Akomodasi keberagaman ini sudah dimulai dengan kebijakan dalam penyusunan caleg yang mengejutkan banyak orang termasuk para kader di internal PDI Perjuangan. Misalnya, tiba-tiba ada banyak wajah baru dari kalangan tokoh dan aktivis Islam mengisi list caleg DPR RI secara merata di semua dapil. 

PDI Perjuangan paham bahwa fakta baru berupa meroketnya kesadaran beragama global termasuk di Indonesia, harus direspon secara positif. Daripada mereka terbajak oleh diskursus paham pro intoleransi maka demi NKRI (Negara Kesatuan Republik Indonesia) mereka diwadahi dalam Bamusi yang mempromosikan pro toleransi dan kebangsaan. 

Masuknya almarhum Yusuf Supendi, pendiri Partai Keadilan dan Kapitra Ampera yang pengacara Rizieq Sihab, menimbulkan debat seru di media maupun sosial media. PDI Perjuangan berhasil merangkul mereka untuk memilih Islam yang toleran dan melindungi keberagaman (Rahmatan Lil Alamin) serta tidak untuk mengganti ideologi negara Pancasila. 

Banyak wajah baru juga datang dari kalangan TNI dan Polri serta artis. Kehadiran para artis ini bahkan telah menempatkan PDI Perjuangan di ranking 2 sebagai parpol yang terbanyak merekrut para artis. Keadaan baru ini memaksa Badiklatpus DPP PDI Perjuangan menyelenggarakan pembekalan khusus bagi para pendatang baru ini secara terpisah.

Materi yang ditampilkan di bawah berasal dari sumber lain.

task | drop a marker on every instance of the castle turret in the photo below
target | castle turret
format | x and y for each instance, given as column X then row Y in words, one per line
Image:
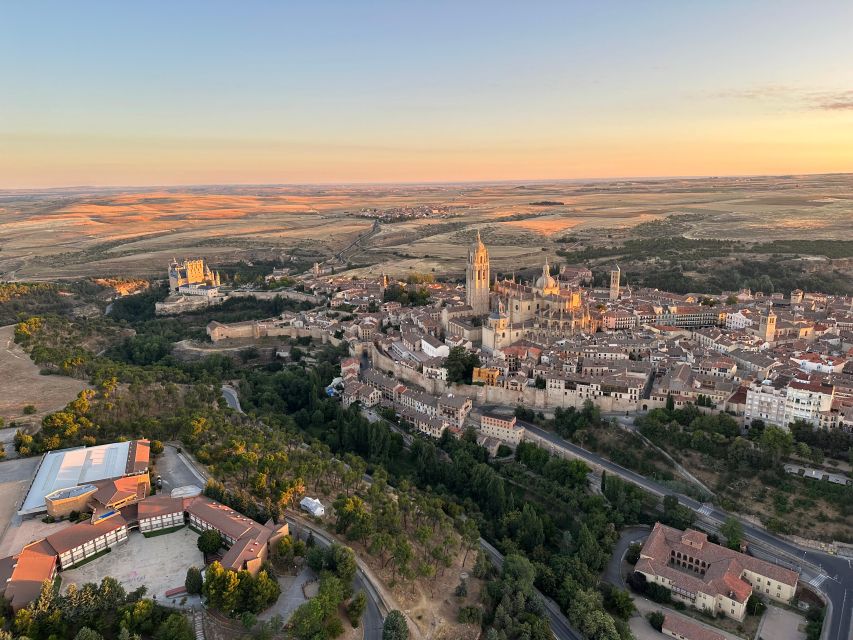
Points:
column 615, row 275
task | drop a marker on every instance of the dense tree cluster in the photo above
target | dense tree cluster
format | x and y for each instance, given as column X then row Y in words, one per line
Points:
column 98, row 611
column 317, row 619
column 408, row 295
column 460, row 364
column 235, row 592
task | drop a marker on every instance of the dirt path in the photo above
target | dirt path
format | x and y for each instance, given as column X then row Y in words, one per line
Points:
column 21, row 383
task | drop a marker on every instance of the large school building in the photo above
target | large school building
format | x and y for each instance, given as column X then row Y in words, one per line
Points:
column 119, row 505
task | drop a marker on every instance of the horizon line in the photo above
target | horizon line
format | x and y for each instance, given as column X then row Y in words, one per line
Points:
column 346, row 183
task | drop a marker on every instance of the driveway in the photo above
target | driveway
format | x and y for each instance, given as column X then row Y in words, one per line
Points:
column 630, row 535
column 160, row 563
column 291, row 595
column 176, row 471
column 781, row 624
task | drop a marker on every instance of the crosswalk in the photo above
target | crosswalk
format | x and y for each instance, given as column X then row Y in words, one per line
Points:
column 818, row 580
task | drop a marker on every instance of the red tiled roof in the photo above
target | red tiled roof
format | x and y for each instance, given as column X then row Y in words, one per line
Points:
column 83, row 532
column 138, row 456
column 35, row 564
column 723, row 567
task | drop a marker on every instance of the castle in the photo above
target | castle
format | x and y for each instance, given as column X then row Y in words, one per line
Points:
column 515, row 311
column 191, row 272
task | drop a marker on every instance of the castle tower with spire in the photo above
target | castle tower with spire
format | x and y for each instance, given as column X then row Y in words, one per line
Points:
column 477, row 278
column 615, row 275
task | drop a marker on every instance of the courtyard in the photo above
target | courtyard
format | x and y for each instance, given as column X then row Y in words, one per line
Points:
column 159, row 563
column 782, row 624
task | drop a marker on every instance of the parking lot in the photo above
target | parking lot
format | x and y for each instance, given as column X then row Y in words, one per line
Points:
column 782, row 624
column 175, row 471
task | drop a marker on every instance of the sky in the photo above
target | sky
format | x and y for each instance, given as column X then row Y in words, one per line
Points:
column 208, row 92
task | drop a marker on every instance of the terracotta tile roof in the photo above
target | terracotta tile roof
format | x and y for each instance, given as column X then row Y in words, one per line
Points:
column 111, row 491
column 231, row 523
column 245, row 549
column 723, row 567
column 138, row 456
column 688, row 629
column 158, row 506
column 35, row 564
column 83, row 532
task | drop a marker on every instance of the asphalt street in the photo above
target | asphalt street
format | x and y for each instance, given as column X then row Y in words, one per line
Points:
column 175, row 471
column 559, row 624
column 373, row 619
column 829, row 574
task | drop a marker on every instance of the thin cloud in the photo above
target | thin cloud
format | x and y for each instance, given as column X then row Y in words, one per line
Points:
column 835, row 101
column 793, row 97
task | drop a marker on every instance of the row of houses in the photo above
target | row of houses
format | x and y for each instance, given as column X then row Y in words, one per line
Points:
column 248, row 542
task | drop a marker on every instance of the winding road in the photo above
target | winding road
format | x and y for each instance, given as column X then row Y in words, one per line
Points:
column 373, row 616
column 831, row 575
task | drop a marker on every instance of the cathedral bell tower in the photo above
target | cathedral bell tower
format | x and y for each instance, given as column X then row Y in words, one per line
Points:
column 477, row 278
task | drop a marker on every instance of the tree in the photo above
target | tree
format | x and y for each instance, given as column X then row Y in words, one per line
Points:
column 655, row 619
column 618, row 601
column 754, row 606
column 209, row 541
column 470, row 536
column 356, row 607
column 732, row 530
column 460, row 365
column 395, row 627
column 633, row 554
column 483, row 567
column 194, row 581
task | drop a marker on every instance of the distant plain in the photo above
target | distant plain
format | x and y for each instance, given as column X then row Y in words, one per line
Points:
column 68, row 233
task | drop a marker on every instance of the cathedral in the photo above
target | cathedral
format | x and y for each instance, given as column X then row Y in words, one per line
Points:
column 542, row 311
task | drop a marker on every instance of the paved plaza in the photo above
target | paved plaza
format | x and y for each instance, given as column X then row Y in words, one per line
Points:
column 160, row 563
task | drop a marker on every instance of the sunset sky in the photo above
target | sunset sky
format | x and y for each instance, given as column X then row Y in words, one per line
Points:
column 179, row 92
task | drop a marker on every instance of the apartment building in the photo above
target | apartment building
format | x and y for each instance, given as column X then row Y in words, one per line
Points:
column 503, row 428
column 454, row 409
column 708, row 576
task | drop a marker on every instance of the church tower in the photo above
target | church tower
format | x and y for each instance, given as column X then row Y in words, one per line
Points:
column 615, row 274
column 767, row 326
column 477, row 278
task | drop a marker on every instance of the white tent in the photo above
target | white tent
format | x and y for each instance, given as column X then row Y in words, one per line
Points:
column 313, row 506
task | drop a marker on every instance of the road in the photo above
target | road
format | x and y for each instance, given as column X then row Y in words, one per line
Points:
column 373, row 618
column 560, row 626
column 231, row 398
column 175, row 471
column 629, row 535
column 831, row 575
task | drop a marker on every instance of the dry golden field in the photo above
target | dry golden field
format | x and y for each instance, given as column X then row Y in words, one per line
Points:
column 113, row 232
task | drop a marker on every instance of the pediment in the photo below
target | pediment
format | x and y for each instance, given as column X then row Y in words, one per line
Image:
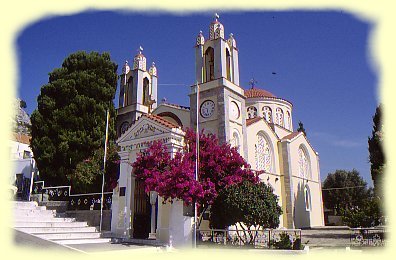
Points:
column 262, row 125
column 143, row 127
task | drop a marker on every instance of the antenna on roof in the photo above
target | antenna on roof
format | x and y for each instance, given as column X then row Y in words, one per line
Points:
column 252, row 83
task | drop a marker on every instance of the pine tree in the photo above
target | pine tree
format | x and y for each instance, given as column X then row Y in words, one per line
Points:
column 68, row 126
column 377, row 157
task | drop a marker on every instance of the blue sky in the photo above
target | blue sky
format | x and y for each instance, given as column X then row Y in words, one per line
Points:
column 321, row 60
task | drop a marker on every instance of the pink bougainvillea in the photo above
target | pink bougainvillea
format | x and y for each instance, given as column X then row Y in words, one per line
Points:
column 174, row 178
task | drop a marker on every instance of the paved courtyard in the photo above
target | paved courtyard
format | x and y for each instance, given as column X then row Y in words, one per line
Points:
column 326, row 237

Strategy outreach (menjangkau, pelibatan) ini bukan sekedar karena kelapangan dan kedewasaan pribadi Ketum PDI Perjuangan dan presiden tetapi adalah perintah ideologi Pancasila sebagai dasar negara. Sehingga, Pancasila yang intinya adalah gotong-royong harus dipakai untuk menyelesaikan permasalahan bangsa. 

Tetapi, jangan lupa juga bahwa Pancasila juga sebagai kepribadian bangsa sehingga kualitas  kepribadian para pemimpin yang pro Pancasila akan meletakkan kepentingan nasional di atas kepentingan pribadi. Sehingga pantaslah jika para pemimpin tidak ada dendam, prasangka, atau permusuhan personal di antara para pemimpin. 

Hal ini bisa dilihat saat petang tanggal 10/8/2018 ketika pak Amin Ma’ruf dirangkul, diberi penghormatan sebagai cawapres oleh para ketum parpol koalisi dan pak Jokowi. Para pemimpin telah memberi contoh kebesaran jiwa dan pandangan yang responsive terhadap kebutuhan masa depan (visionary) yaitu soliditas dan persatuan bangsa. 

Ada pengorbanan itu pasti, tidak ada kemajuan tanpa ada pengorbanan hari ini tetapi kita menabung keuntungan yang lebih besar di masa mendatang. Para pendukung Jokowi dan PDI Perjuangan sepatutnya merenungkan pesan penting dari perhelatan politik yang sarat kemuliaan tadi malam, yaitu persatuan. 

Penunjukkan pak KH Ma'ruf Amin sebagai cawapres telah mempersatukan partai-partai koalisi (menghindarkan tidak membentuk poros 3) dan para relawan pendukung pak Amin dengan pendukung Jokowi. Penunjukan tersebut juga upaya menabung penciptaan politik yang berkeadaban, masyarakat yang semakin tidak terpolarisasi, tidak terbelah alias makin berbaur (multicultural). 

Insyaallah, kehadiran pak Ma'ruf akan meredam serangan-serangan berdemensi SARA sehingga Jokowi bisa konsentrasi untuk bekerja memajukan kesejahteraan. Pak Ma'ruf juga akan mampu mengekspresikan kapasitasnya di bidang perekonomian dan keuangan demi terwujudnya perekonomian gotong-royong Pancasila yang Islami. 

Kepemimpinan Presiden Jokowi dan Ketum PDI Perjuangan Megawati Soekarnoputritelah memaksa kita untuk mentransformasi diri agar transformasi bangsa bisa kita wujudkan. Kita diajak bersama-sama menuju politik yang pro damai agar tujuan demokrasi yaitu keadilan sosial bisa kita wujudkan. Mari mengubah diri untuk mendukung perubahan yang sudah dimulai pak Jokowi 4 tahun lalu.